DeepSeek deprime le cripto
DeepSeek ha fatto parlare molto di sé, ma stiamo a vedere: il flusso di notizie sarà presumibilmente rapido.
DeepSeek ha fatto parlare molto di sé, ma stiamo a vedere: il flusso di notizie sarà presumibilmente rapido.
DeepSeek è la nuova intelligenza artificiale made in China che sta facendo parlare di sé in questi giorni. Si tratta di una app gratuita che a pochi giorni dal suo lancio sta avendo un successo enorme negli store online della mela di Cupertino. Nata quasi in sordina da una piccola startup che probabilmente nessuno conosceva fino a qualche settimana fa, questa intelligenza artificiale sarebbe meno costosa delle intelligenze artificiali più blasonate made in USA oggi in uso. Insomma, ad un tratto sembra che un’azienda cinese sia riuscita a sviluppare qualcosa per certi versi più avanzato (nel senso dell’economia delle risorse usate) rispetto alla concorrenza americana. In che senso si parla di economia delle risorse usate? DeepSeek bisogno di microchip meno potenti di quelli di punta delle società americane, grazie a una ottimizzazione del software che si è resa necessaria dopo che gli Usa hanno bloccato l'esportazione di microchip avanzati in Cina.
Tutto questo ha fatto crollare perfino i prezzi dei principali produttori di microchip all'avanguardia. Alla lunga, però, potrebbe impattare negativamente anche sul settore elettrico, perché se fosse vero che si può ottenere un buon risultato con minori risorse in termini di data center, anche su questo fronte ci sarebbero da rivedere molte cose.

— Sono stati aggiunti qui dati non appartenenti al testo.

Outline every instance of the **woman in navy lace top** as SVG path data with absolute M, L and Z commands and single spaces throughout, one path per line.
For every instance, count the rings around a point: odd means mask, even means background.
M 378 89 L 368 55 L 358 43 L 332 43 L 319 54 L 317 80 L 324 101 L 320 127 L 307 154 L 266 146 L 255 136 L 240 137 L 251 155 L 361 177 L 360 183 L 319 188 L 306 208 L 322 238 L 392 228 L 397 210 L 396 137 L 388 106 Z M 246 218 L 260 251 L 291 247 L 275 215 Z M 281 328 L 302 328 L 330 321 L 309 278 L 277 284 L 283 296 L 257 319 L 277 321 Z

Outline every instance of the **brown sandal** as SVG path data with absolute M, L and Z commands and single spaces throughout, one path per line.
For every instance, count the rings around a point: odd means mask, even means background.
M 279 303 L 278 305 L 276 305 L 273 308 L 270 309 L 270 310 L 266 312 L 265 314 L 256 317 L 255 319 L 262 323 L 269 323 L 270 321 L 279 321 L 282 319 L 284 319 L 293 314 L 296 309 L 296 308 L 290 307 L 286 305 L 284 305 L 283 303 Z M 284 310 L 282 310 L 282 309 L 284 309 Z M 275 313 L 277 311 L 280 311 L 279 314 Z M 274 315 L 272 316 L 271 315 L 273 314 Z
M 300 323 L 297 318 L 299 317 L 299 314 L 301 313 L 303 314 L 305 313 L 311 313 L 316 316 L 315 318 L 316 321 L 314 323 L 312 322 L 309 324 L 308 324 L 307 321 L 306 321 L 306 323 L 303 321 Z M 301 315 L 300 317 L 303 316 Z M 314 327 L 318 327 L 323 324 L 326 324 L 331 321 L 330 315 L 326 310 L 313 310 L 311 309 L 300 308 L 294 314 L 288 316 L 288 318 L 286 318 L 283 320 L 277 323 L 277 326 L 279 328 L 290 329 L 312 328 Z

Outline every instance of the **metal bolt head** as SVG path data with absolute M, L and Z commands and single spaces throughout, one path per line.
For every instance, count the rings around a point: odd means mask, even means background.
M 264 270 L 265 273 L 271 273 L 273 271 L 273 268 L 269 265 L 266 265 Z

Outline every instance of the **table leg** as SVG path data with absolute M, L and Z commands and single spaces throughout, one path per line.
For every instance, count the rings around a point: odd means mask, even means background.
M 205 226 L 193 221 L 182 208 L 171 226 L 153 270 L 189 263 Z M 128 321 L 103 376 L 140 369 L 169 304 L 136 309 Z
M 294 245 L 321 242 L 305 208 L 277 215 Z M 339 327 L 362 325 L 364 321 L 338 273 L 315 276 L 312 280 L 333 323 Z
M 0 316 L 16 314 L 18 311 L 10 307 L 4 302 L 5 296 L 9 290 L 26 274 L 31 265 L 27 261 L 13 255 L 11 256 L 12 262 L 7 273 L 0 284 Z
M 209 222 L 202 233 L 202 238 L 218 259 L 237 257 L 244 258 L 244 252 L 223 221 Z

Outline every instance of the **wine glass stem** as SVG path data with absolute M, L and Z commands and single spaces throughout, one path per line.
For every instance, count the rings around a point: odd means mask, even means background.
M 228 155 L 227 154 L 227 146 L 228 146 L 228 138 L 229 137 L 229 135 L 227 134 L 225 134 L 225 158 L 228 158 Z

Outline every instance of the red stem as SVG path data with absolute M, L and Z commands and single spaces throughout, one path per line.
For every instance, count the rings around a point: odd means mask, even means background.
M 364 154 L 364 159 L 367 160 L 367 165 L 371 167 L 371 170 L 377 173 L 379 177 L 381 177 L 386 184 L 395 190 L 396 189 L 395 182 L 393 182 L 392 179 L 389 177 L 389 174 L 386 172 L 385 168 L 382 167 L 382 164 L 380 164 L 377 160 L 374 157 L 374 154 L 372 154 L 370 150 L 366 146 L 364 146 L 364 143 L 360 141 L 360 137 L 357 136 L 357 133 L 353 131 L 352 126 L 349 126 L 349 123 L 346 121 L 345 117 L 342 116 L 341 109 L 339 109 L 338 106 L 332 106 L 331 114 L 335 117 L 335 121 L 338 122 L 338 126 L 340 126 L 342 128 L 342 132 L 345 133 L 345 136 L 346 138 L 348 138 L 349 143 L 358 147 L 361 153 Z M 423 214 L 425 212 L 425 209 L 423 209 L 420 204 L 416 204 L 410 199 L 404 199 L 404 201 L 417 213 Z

In realtà al momento non si sa ancora tantissimo. Ma soprattutto resta il fatto che i prodotti cinesi sono pur sempre sottoposti alle censure e alle maglie del governo di Pechino: difficile immaginare come un modello di intelligenza artificiale possa progredire in un mondo in cui la censura è ben funzionante. Al momento circolano osservazioni sul fatto che ricerche che riguardano temi caldi per la politica cinese (per es. Piazza Tien An Men) siano bloccate. Basterà ad affossare una novità?
Stiamo a vedere: il flusso di notizie sarà presumibilmente rapido.
E le criptovalute che c’entrano?
In tutto questo caos le criptovalute hanno avuto un momento di calo. Il BitCoin è ritornato sotto i 100.000 dollari (ma poi è risalito). Visto che non c’è un legame diretto evidente tra DeepSeek e le criptovalute questo fenomeno dovrebbe far pensare quanto siano sensibili le criptovalute a notizie esterne del mondo tecnologico. Ormai il tema è squisitamente psicologico (e slegato da fatti nuovi e tangibili): se gli operatori temono che il BitCoin sia arrivato alla fine del suo momento di bolla iniziato con l’elezione di Trump, ci potrebbe essere un assestamento di tutto il settore.
La grande incognita più che altro è se gli Usa si doteranno di una riserva di BitCoin come abbiamo detto in passato. Trump ha messo al vaglio questa iniziativa creando una commissione dedicata al tema (https://www.whitehouse.gov/presidential-actions/2025/01/strengthening-american-leadership-in-digital-financial-technology/), ma la vaghezza con cui ha preso per ora l’iniziativa ha lasciato con l’amaro in bocca il mercato delle criptovalute che, ovviamente, desiderava ancora di più.
Certamente, se invece ci fosse davvero lo sviluppo di una riserva nazionale la notizia potrebbe essere dirompente come quella che ormai un anno fa portò ai primi prodotti finanziari dedicati ai BitCoin con effetti di spinta sul mercato. Anche qui occorre seguire da vicino lo svolgersi delle attività in materia. Ribadiamo ora le considerazioni con cui chiudemmo il nostro articolo di novembre.
“Tra il dire e il fare c’è di mezzo molta acqua, ma certamente se lo Stato americano dovesse investire in BitCoin la promessa di una crescita del prezzo del BitCoin si autoavvererebbe, viste le grandi somme delle tasche dei contribuenti Usa che verrebbero riversate sul mercato. Il buon padre di famiglia non dovrebbe investire in criptovalute. Chi proprio volesse puntare sul fatto che il BitCoin un domani entri nelle riserve Usa […] lo fa a suo rischio e pericolo, ma almeno lo faccia con strumenti quotati (a Francoforte, Zurigo, Parigi e Amsterdam). Tenete conto che ai livelli attuali non sono certo escluse né una correzione, né prese di beneficio da parte di chi ci ha già investito.”